The Roszell's and Marshall's followed the trail and settled in Scott County on Miller's Run and Cherry Run. George's daughter Frances married Thomas W. Peek who resided near Stamping Ground on McConnell Run also in Scott County. By 1819 George Marshall, along with son-in-law Thomas W. Peek were on the move again. George went west looking at land along the Green River but ended up with a purchase of land in Caldwell County not far from the newly opened Jackson Purchase.


 It is interesting how trails can create and influence lives. Son-in-law Thomas W. Peek, was just a small boy when his mother and family followed the trail to Scott County by a totally different route. Thomas' father, Francis Peake died at Wheeling, Virginia and Mary brought her family into Scott County by the northern route. His mother states that she brought her family to Kentucky in 1793. The National Road aka Cumberland Road would not be built from Wheeling until 1811 and Ebenezer Zane would not start blazing Zane's Trace until 1796. Thus the practical way, as well as the safest way for her to migrate to Kentucky would be along the Ohio River from Wheeling. A woman pioneering before Zane ever cleared those Indian trails.

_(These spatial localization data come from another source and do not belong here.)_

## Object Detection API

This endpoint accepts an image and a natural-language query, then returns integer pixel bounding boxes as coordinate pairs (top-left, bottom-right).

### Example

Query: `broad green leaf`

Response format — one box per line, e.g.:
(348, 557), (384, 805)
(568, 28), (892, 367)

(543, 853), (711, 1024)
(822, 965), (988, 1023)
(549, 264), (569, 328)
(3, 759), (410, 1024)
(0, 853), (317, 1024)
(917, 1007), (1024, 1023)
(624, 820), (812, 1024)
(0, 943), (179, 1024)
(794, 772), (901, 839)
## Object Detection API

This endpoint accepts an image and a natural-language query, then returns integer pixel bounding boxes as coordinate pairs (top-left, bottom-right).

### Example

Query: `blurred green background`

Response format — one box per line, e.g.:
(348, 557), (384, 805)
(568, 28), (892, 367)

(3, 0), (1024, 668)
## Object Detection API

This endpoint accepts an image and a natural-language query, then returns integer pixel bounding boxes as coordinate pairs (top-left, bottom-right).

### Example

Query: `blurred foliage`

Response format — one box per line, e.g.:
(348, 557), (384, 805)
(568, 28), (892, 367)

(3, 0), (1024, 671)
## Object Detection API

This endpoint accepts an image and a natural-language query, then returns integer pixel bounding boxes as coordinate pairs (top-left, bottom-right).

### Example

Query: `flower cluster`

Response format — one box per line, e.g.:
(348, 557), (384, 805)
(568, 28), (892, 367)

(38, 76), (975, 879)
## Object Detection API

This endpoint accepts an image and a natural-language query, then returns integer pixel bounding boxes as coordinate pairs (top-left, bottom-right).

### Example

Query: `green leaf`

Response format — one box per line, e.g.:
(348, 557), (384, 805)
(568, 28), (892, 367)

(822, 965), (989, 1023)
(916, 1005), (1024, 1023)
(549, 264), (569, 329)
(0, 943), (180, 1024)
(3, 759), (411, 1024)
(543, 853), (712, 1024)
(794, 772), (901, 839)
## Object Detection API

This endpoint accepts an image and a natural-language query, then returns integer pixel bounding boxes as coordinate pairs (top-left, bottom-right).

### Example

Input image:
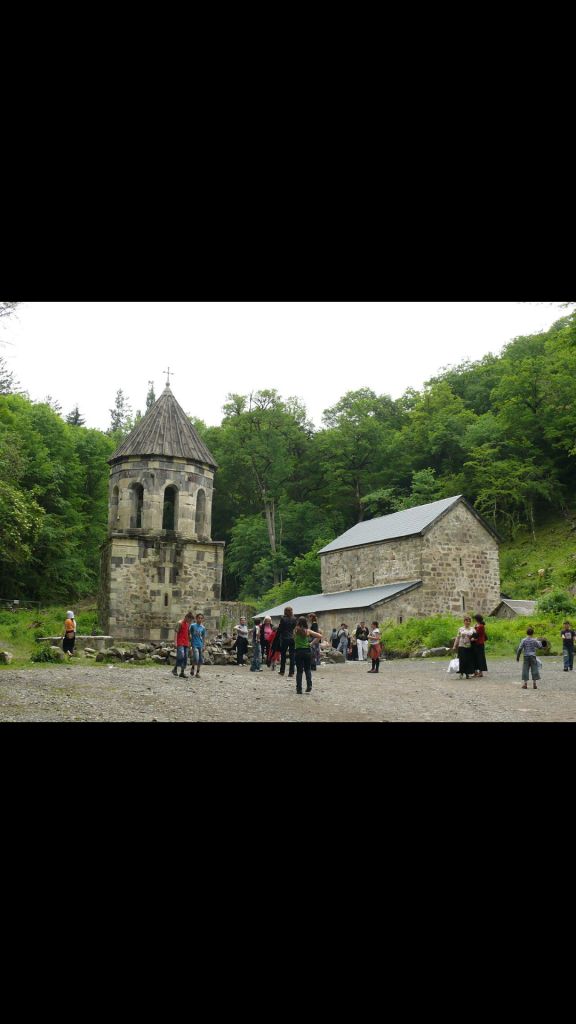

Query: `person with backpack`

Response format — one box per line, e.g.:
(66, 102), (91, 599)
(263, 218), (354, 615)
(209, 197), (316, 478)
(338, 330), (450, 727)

(336, 623), (349, 657)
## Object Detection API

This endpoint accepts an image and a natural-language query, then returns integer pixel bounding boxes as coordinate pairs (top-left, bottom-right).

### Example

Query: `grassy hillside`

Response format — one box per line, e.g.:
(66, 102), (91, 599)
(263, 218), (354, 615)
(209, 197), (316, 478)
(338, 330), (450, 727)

(0, 602), (99, 667)
(499, 513), (576, 600)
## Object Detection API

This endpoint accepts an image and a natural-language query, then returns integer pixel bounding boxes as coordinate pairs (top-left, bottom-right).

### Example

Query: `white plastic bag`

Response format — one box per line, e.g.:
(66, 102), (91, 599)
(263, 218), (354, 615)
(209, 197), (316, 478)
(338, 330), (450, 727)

(447, 657), (460, 673)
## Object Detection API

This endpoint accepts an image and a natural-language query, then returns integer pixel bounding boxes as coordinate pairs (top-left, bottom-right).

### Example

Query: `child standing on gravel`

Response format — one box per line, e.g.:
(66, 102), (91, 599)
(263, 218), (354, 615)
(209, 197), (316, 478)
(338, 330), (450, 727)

(516, 626), (544, 689)
(189, 612), (206, 678)
(173, 611), (193, 678)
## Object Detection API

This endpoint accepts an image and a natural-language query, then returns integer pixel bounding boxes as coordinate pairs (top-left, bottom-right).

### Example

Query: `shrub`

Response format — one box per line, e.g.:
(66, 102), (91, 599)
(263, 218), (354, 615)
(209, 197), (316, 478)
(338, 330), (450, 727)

(537, 591), (576, 617)
(30, 643), (63, 663)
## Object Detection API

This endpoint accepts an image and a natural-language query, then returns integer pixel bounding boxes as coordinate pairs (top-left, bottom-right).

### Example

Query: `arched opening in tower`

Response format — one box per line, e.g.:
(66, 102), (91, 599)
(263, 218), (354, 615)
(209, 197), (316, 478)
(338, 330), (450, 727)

(162, 485), (177, 531)
(195, 488), (206, 536)
(130, 483), (144, 528)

 I think about the widow Mary Peake and her children and how they could easily have stopped along the Ohio River at the mouth of the Big Sandy or chosen any number of other trails. But she also headed for land near settled stations in Scott County. 

Families grow and continue to move and with several generations my own line ended up in Eastern Kentucky which their ancestors had skirted and managed to avoid in the early pioneer days.

I am so proud that this is my family that traveled these early pioneering trails across Kentucky in so many regions. I think Nancy Ann Roszell's father may be the most pioneering of the group. Dr. Nehemiah Roszell crossed the Ohio River into the Northwest territory and was just a couple of miles from the mouth of the Miami when he died in 1797. I doubt he ever saw my beautiful Eastern Kentucky, unless he was looking over his shoulder at the mountains and hills.
Happy Trails Too You until we meet again.